The morning he arrived Byron stayed only long enough to have breakfast, then went on to the submarine; but in that short time he unburdened with frank and deep bitterness of heart the gist of what had happened in Marseilles. The news that Natalie and her baby were caught in Germany horrified Janice. Automatically she defended what her sister-in-law had done, and tried to reassure Byron that it would all turn out well. But she feared Natalie was doomed. Watching him play with Vic in the garden before he left, she had to exert willpower not to cry. The instant mutual magnetism between the uncle and the child was poignant to behold. When Byron said he had to go, Victor clung to him with arms and legs as he had never done with Warren.

The
Moray
stayed around Pearl Harbor for several more weeks, most of the time out at sea in the training areas. When the submarine came into port Byron spent every other night at Janice’s cottage. The first time he remained aboard, Aster telephoned. Janice did not know what to do. She told him to come over, but not until after little Vic was asleep in bed. His visit was a failure. She was uneasy, Aster quickly discerned it, and after a couple of drinks he left without touching her. She saw him only once after that before the
Moray
left on patrol. When Byron told her that they were sailing in the morning, she said, “Oh! Well, why don’t you ask Carter to come to dinner, then? He’s been awfully kind to me and Vic.”

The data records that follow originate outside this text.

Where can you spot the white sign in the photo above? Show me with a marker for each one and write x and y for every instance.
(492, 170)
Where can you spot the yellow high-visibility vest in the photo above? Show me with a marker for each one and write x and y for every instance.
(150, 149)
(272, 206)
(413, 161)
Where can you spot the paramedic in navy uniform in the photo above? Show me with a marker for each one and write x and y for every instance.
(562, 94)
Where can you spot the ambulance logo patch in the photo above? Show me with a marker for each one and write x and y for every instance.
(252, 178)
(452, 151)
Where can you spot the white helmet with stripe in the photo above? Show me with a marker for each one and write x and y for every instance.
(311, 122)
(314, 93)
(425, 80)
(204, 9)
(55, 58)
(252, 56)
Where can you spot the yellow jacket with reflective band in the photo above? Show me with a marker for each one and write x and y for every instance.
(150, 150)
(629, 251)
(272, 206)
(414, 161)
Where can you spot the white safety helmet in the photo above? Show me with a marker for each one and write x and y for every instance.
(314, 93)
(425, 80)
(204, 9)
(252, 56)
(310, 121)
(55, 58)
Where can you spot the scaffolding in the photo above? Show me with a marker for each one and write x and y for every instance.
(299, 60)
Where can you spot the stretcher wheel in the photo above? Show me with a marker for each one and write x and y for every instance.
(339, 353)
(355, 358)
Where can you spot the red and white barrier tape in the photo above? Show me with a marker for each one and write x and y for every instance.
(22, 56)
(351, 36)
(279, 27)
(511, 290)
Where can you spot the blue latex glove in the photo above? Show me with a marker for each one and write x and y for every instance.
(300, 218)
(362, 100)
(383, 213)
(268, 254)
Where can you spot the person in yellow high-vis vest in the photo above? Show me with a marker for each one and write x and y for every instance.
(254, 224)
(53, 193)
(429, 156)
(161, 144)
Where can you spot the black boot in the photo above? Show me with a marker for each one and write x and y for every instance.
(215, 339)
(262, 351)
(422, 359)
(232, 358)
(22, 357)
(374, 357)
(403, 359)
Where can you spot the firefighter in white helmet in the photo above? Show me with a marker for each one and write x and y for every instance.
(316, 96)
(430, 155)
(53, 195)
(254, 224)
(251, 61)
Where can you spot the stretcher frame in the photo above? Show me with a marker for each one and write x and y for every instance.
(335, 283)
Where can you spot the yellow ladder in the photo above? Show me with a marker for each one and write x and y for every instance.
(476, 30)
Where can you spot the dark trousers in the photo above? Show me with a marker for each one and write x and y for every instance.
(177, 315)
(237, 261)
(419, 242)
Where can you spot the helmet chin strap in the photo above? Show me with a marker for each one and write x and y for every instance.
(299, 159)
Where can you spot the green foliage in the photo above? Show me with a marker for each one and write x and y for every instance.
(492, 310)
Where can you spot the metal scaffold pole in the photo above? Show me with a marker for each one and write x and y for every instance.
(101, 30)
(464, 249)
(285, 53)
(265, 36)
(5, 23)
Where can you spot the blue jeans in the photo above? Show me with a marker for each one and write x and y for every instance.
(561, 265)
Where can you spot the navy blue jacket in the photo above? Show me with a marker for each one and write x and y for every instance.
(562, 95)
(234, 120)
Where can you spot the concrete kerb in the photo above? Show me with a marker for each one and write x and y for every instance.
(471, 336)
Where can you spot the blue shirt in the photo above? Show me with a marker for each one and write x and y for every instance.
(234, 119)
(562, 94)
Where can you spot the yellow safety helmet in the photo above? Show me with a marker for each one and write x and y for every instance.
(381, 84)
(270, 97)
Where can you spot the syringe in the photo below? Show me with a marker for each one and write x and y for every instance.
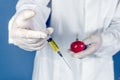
(55, 47)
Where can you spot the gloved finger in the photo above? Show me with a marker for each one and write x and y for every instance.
(49, 30)
(70, 52)
(31, 48)
(90, 49)
(25, 33)
(31, 41)
(19, 42)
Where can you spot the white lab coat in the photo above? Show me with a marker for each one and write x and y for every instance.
(68, 18)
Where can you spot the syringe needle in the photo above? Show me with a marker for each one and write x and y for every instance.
(55, 47)
(64, 59)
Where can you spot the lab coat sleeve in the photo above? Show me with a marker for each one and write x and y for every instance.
(41, 9)
(111, 36)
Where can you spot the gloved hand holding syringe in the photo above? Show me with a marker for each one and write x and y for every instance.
(28, 39)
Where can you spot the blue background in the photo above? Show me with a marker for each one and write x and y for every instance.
(15, 63)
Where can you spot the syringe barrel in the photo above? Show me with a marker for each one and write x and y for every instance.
(53, 45)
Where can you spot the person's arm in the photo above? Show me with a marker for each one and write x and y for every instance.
(111, 36)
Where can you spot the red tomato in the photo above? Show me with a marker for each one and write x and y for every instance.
(77, 46)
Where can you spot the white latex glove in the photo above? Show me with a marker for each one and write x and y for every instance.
(93, 43)
(22, 34)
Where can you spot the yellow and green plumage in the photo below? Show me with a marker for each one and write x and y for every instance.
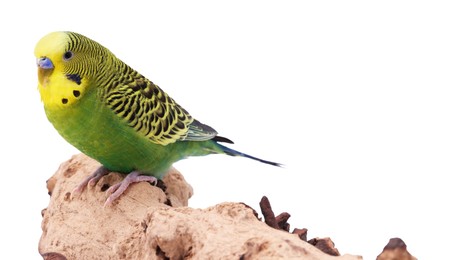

“That’s nice of you, Jan. Can he bring a girl?”

“If he wants to, sure.”

Aster brought no girl. The three of them dined by candlelight, drinking a lot of wine and working up to a jolly mood. Byron’s spirits were improving with his return to submarine duty. Aster’s correct mixture of informality and aloofness won Janice’s gratitude. At one point they turned on the radio for the war news, and heard that the Germans had at last surrendered at Stalingrad. They opened another bottle of wine on that.

“There go the Krauts,” Byron said, lifting his glass, “and none too soon.” To his wine-flushed mind, this news signalled the early deliverance of his family.